6

Update:

Preparing a bug report to the great people that make PHP 7 possible I revised my research once more and tried to melt it down to a few simple lines of code. While doing this I found that PHP itself is not the cause of the problem. I will share my results here when I'm done. Just so you know and don't possibly waste your time or something :)


Synopsis: PHP7 now seems able to write UTF-8 filenames but is unable to access them?

Preamble: I read about 10-15 articles here touching the subject but they did not help me solve the problem and they all are older than the PHP7 release. It seems to me that this is probably a new issue and I wonder if it might be a bug. I spent a lot of time experimenting with en-/decoding of the strings and trying to figure out a way to make it work - to no avail.

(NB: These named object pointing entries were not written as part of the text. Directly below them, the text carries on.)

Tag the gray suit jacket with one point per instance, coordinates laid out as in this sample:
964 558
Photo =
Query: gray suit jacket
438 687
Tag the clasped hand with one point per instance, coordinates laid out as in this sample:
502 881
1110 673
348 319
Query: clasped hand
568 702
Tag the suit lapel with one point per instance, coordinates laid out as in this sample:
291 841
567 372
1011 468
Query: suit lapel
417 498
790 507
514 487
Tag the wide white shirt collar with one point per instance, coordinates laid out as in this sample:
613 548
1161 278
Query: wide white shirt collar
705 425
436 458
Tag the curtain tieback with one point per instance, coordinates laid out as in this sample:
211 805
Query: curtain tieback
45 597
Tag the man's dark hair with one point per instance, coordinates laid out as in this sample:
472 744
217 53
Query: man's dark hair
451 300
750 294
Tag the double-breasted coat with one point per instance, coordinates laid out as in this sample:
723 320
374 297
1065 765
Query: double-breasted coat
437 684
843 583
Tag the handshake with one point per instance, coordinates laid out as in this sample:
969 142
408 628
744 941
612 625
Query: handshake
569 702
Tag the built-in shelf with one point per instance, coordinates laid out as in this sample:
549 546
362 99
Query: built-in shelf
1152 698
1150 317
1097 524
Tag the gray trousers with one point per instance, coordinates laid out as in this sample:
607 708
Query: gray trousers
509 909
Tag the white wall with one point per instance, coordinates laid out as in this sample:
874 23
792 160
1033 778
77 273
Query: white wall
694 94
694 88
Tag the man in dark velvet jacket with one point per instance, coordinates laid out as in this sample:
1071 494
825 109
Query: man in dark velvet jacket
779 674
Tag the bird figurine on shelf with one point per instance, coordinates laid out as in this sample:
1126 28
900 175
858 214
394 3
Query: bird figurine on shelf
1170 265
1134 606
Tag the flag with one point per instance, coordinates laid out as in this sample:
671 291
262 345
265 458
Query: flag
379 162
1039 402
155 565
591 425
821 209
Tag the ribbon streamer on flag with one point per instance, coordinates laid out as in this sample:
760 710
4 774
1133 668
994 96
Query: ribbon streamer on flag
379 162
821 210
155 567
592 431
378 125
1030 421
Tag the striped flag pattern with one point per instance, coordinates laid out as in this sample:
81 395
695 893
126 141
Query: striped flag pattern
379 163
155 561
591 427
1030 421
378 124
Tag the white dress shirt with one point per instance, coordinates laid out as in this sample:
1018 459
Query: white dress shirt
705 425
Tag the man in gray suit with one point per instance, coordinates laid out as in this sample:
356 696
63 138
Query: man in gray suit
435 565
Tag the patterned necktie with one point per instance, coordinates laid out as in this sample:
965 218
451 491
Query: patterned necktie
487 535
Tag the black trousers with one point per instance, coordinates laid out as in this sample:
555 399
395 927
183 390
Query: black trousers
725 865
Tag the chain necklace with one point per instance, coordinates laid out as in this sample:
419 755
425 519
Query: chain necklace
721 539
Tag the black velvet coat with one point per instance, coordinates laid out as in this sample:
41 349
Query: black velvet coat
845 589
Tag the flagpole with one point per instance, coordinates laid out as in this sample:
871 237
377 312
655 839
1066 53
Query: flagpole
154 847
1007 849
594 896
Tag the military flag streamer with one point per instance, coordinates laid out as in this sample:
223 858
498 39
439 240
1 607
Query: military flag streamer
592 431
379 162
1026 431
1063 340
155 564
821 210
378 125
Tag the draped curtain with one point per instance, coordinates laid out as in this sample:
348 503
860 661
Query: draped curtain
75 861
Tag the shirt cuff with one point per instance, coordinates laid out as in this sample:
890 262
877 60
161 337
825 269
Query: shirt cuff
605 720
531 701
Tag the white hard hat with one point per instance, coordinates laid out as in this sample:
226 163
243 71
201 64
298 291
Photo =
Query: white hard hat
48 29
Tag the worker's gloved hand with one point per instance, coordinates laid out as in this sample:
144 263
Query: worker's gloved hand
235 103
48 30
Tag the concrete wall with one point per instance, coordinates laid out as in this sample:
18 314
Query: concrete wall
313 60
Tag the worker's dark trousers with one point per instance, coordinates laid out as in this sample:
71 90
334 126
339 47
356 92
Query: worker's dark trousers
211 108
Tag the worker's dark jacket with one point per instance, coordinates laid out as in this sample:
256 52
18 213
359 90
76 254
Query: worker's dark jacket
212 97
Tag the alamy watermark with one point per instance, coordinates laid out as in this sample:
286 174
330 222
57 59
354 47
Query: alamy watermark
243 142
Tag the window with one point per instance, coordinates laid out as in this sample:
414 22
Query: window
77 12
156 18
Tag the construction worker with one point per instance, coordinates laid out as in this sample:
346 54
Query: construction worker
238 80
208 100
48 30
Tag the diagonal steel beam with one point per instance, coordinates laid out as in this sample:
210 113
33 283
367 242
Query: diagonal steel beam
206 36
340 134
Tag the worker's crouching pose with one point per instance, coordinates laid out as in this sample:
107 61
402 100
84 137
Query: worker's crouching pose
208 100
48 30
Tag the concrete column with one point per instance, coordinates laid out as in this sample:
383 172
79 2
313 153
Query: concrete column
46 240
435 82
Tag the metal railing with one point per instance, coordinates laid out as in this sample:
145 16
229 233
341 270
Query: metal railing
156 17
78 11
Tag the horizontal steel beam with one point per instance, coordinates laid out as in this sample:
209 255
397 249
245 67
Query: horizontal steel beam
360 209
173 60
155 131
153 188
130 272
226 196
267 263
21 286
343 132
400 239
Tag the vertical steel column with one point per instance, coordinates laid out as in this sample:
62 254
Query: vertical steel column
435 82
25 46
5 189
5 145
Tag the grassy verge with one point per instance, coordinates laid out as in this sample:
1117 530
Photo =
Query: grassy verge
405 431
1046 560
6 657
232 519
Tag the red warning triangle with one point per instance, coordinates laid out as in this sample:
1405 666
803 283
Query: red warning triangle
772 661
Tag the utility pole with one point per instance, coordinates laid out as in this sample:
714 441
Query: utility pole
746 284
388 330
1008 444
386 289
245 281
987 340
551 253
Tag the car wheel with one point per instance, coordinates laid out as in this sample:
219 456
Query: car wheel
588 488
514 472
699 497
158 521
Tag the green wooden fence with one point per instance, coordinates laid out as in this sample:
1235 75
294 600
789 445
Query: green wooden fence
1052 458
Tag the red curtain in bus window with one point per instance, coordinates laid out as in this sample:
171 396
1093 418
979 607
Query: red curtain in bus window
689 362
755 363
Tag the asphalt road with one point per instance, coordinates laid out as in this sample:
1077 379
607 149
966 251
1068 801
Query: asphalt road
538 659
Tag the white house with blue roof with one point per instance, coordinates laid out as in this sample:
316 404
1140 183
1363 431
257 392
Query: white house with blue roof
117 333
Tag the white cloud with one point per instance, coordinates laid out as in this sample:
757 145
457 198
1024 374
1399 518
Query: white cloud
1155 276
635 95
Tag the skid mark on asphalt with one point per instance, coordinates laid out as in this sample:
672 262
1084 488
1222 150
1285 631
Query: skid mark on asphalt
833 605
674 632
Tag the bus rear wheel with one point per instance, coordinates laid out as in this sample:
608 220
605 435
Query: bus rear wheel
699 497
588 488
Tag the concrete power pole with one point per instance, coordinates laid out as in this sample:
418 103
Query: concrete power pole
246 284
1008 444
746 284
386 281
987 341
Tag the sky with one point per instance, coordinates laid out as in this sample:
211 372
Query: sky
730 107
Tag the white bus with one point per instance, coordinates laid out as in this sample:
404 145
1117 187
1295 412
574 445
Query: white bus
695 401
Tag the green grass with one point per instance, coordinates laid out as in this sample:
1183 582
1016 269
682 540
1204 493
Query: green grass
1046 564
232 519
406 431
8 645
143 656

Good day everybody and greetings from Germany (insert shy not-my-native-language-remark here), I hope you can help me out with this new phenomenon I encountered. It seems to be "new" in the sense that it came with PHP 7.

I think most people working with PHP on a Windows system are very familiar with the problem of filenames and the transparent wrapper of PHP that manages access to files that have non-ASCII filenames (or windows-1252 or whatever is the system code page).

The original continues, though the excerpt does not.